The Daily Mail's sister paper, the Evening Standard, has learned that Britain has formal arrangements to check the backgrounds of prospective teachers from only 17 countries worldwide.
For the other 176 nationalities from across the globe, the Department for Education and Skills’ advice to schools is to simply “take extra care” in checking the references of foreign applicants for teaching posts.
Shadow Home Secretary David Davis today seized on the revelation as the latest proof that the Government was failing to protect the public.
London’s schools are a particular cause for concern because they rely heavily on overseas teachers and in some areas supply staff are almost exclusively from abroad.
One head teacher in the capital has warned in the past that if foreign teachers were banned from working, half of the capital’s schools would have to close.

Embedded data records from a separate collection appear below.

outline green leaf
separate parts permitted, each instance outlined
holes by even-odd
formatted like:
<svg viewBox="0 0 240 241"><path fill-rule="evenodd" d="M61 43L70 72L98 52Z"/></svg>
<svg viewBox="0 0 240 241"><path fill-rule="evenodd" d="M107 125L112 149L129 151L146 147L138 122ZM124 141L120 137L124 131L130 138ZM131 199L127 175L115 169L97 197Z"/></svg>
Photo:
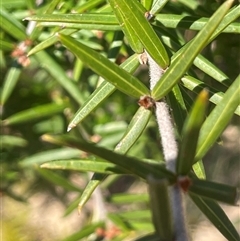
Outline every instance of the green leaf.
<svg viewBox="0 0 240 241"><path fill-rule="evenodd" d="M125 94L137 98L149 94L147 87L136 77L119 68L119 66L101 54L98 54L69 36L59 35L59 38L62 43L76 54L78 58L83 60L86 65Z"/></svg>
<svg viewBox="0 0 240 241"><path fill-rule="evenodd" d="M24 26L14 17L14 15L8 13L3 7L0 9L1 28L9 35L17 40L26 39Z"/></svg>
<svg viewBox="0 0 240 241"><path fill-rule="evenodd" d="M132 35L136 35L152 58L166 69L169 65L169 57L162 42L154 32L152 26L144 16L142 5L137 1L109 1L112 8L119 8L123 16L123 26L126 26Z"/></svg>
<svg viewBox="0 0 240 241"><path fill-rule="evenodd" d="M81 159L57 160L43 163L41 168L74 170L82 172L96 172L104 174L127 174L126 170L122 170L118 166L103 161L90 161Z"/></svg>
<svg viewBox="0 0 240 241"><path fill-rule="evenodd" d="M237 201L236 187L207 180L192 179L188 192L232 205Z"/></svg>
<svg viewBox="0 0 240 241"><path fill-rule="evenodd" d="M139 66L137 55L132 55L120 65L127 72L133 73ZM73 119L68 125L68 131L84 120L94 109L96 109L110 94L115 91L116 87L107 81L103 83L87 98L81 108L76 112Z"/></svg>
<svg viewBox="0 0 240 241"><path fill-rule="evenodd" d="M124 16L122 15L120 9L115 7L114 1L109 1L109 2L110 2L110 5L112 6L112 10L114 14L117 17L119 25L121 26L121 29L124 32L126 39L128 40L128 44L130 45L130 47L133 49L135 53L142 53L143 52L142 43L140 42L138 37L133 33L131 27L125 24Z"/></svg>
<svg viewBox="0 0 240 241"><path fill-rule="evenodd" d="M205 216L212 222L212 224L222 233L222 235L229 241L238 241L239 234L234 228L233 224L222 210L222 208L213 200L199 197L189 193L191 199L198 206L198 208L205 214Z"/></svg>
<svg viewBox="0 0 240 241"><path fill-rule="evenodd" d="M154 15L154 14L160 12L168 1L169 0L156 0L156 1L154 1L154 4L153 4L153 6L150 10L150 14Z"/></svg>
<svg viewBox="0 0 240 241"><path fill-rule="evenodd" d="M141 0L142 5L148 11L151 9L153 2L154 0Z"/></svg>
<svg viewBox="0 0 240 241"><path fill-rule="evenodd" d="M26 17L24 20L37 22L79 23L85 25L117 25L118 21L112 13L84 14L42 14Z"/></svg>
<svg viewBox="0 0 240 241"><path fill-rule="evenodd" d="M212 89L211 86L205 85L204 82L189 76L189 75L185 75L182 79L181 79L184 87L186 87L187 89L193 91L194 93L199 93L201 90L203 90L204 88L209 89L210 94L212 94L212 96L210 97L209 101L218 105L221 101L222 98L224 97L224 93L222 92L217 92L217 90ZM235 112L236 115L240 115L240 105L237 106Z"/></svg>
<svg viewBox="0 0 240 241"><path fill-rule="evenodd" d="M62 147L57 149L52 149L48 151L38 152L34 155L28 156L20 160L19 164L22 167L39 165L47 161L53 161L58 159L69 159L77 158L81 155L81 151L76 150L75 148Z"/></svg>
<svg viewBox="0 0 240 241"><path fill-rule="evenodd" d="M233 0L228 0L214 13L208 23L191 41L187 48L180 50L180 54L175 54L174 61L152 90L152 97L159 100L164 97L173 86L179 81L182 75L192 64L194 58L200 53L211 38L214 30L220 24L224 15L231 7Z"/></svg>
<svg viewBox="0 0 240 241"><path fill-rule="evenodd" d="M203 90L185 121L182 131L182 141L176 164L179 175L187 175L192 168L196 154L199 131L205 119L208 104L208 91Z"/></svg>
<svg viewBox="0 0 240 241"><path fill-rule="evenodd" d="M206 179L205 168L202 160L193 165L193 171L199 179Z"/></svg>
<svg viewBox="0 0 240 241"><path fill-rule="evenodd" d="M56 172L52 172L49 170L41 170L41 169L37 169L37 171L46 180L54 183L57 186L61 186L64 189L69 190L69 191L75 191L75 192L81 191L80 188L76 187L71 182L69 182L67 180L67 178L63 178L61 175L56 174Z"/></svg>
<svg viewBox="0 0 240 241"><path fill-rule="evenodd" d="M133 144L138 140L143 130L145 129L151 116L151 111L140 107L134 117L132 118L124 136L118 143L115 148L115 151L118 153L125 154L133 146ZM107 175L103 174L94 174L92 179L87 184L87 187L84 189L84 192L79 201L79 210L82 209L84 204L90 198L92 192L95 188L103 181Z"/></svg>
<svg viewBox="0 0 240 241"><path fill-rule="evenodd" d="M79 104L84 102L83 95L77 84L73 82L60 66L45 51L40 51L34 55L41 67L43 67L59 84L70 94L70 96Z"/></svg>
<svg viewBox="0 0 240 241"><path fill-rule="evenodd" d="M47 116L52 116L57 113L63 112L63 110L68 106L68 103L51 103L46 105L40 105L27 110L20 111L16 114L5 119L2 124L8 125L18 125L29 121L38 120Z"/></svg>
<svg viewBox="0 0 240 241"><path fill-rule="evenodd" d="M5 105L6 101L11 95L14 87L17 84L21 71L22 70L20 67L11 67L8 70L4 78L4 83L3 83L2 93L1 93L1 103L0 103L1 105Z"/></svg>
<svg viewBox="0 0 240 241"><path fill-rule="evenodd" d="M114 204L126 204L126 203L138 203L138 202L149 202L149 195L146 193L142 194L131 194L131 193L117 193L109 197L109 202Z"/></svg>
<svg viewBox="0 0 240 241"><path fill-rule="evenodd" d="M173 221L166 179L148 178L153 223L160 240L173 240Z"/></svg>
<svg viewBox="0 0 240 241"><path fill-rule="evenodd" d="M81 228L80 231L72 234L71 236L63 239L63 241L77 241L81 240L91 234L93 234L97 228L103 228L104 224L103 223L91 223L88 226L85 226Z"/></svg>
<svg viewBox="0 0 240 241"><path fill-rule="evenodd" d="M224 94L221 102L212 110L208 118L203 123L200 131L197 154L195 162L202 157L211 148L213 143L221 135L227 124L231 120L234 111L240 104L240 76L232 83Z"/></svg>
<svg viewBox="0 0 240 241"><path fill-rule="evenodd" d="M59 31L60 33L66 34L66 35L71 35L72 33L76 32L76 29L63 29L61 31ZM34 48L32 48L29 52L28 52L28 56L35 54L45 48L48 48L49 46L55 44L58 41L58 37L56 35L53 35L51 37L49 37L48 39L42 41L41 43L39 43L38 45L36 45Z"/></svg>
<svg viewBox="0 0 240 241"><path fill-rule="evenodd" d="M163 1L160 0L159 2L163 2ZM152 10L150 11L150 13L152 13ZM227 15L224 17L223 20L225 20L226 17ZM201 30L209 19L204 17L199 18L194 16L161 13L156 15L155 20L156 20L157 26L160 25L166 28ZM220 26L224 26L224 23L221 23ZM240 33L240 26L238 23L231 23L221 32Z"/></svg>
<svg viewBox="0 0 240 241"><path fill-rule="evenodd" d="M9 146L12 147L25 147L27 146L28 142L17 136L10 136L10 135L1 135L1 148L7 148Z"/></svg>
<svg viewBox="0 0 240 241"><path fill-rule="evenodd" d="M116 152L97 147L94 144L80 142L79 140L74 140L69 137L43 135L42 139L53 144L71 146L92 153L116 164L129 174L134 174L143 179L146 179L148 175L152 174L158 178L168 178L170 183L175 181L175 175L166 170L166 168L160 164L146 163L137 158L121 155Z"/></svg>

The lack of checks has emerged as part of the wider controversy over a Home Office failure to put British criminals’ overseas convictions on the national police database. The department’s most senior civil servant admitted last night that it had “fallen short” in telling ministers of a backlog of 27,000 cases that were missing from the computer files, with 540 for serious or violent offences.
But the problem has also now exposed what the Tories called a “big hole” in the system of checking foreign nationals who had committed crimes abroad but still wanted to work in the UK.
Despite tightening rules for British teachers last year, the DfES points out that if an applicant has never worked in the UK, checks by the Criminal Records Bureau are pointless.
Similarly, the applicant will not show up on List 99, a database of those who should be barred from working with children.
The CRB operates an Overseas Information Service but updated guidance issued in 2004 states that “at present the service is limited to 17 countries”.
MrDavis said: “The point about databases is that they should be complete. It takes one mistake to result in a tragedy.”
The DfES said that schools should try to obtain “certificates of good conduct from relevant embassies or police forces”.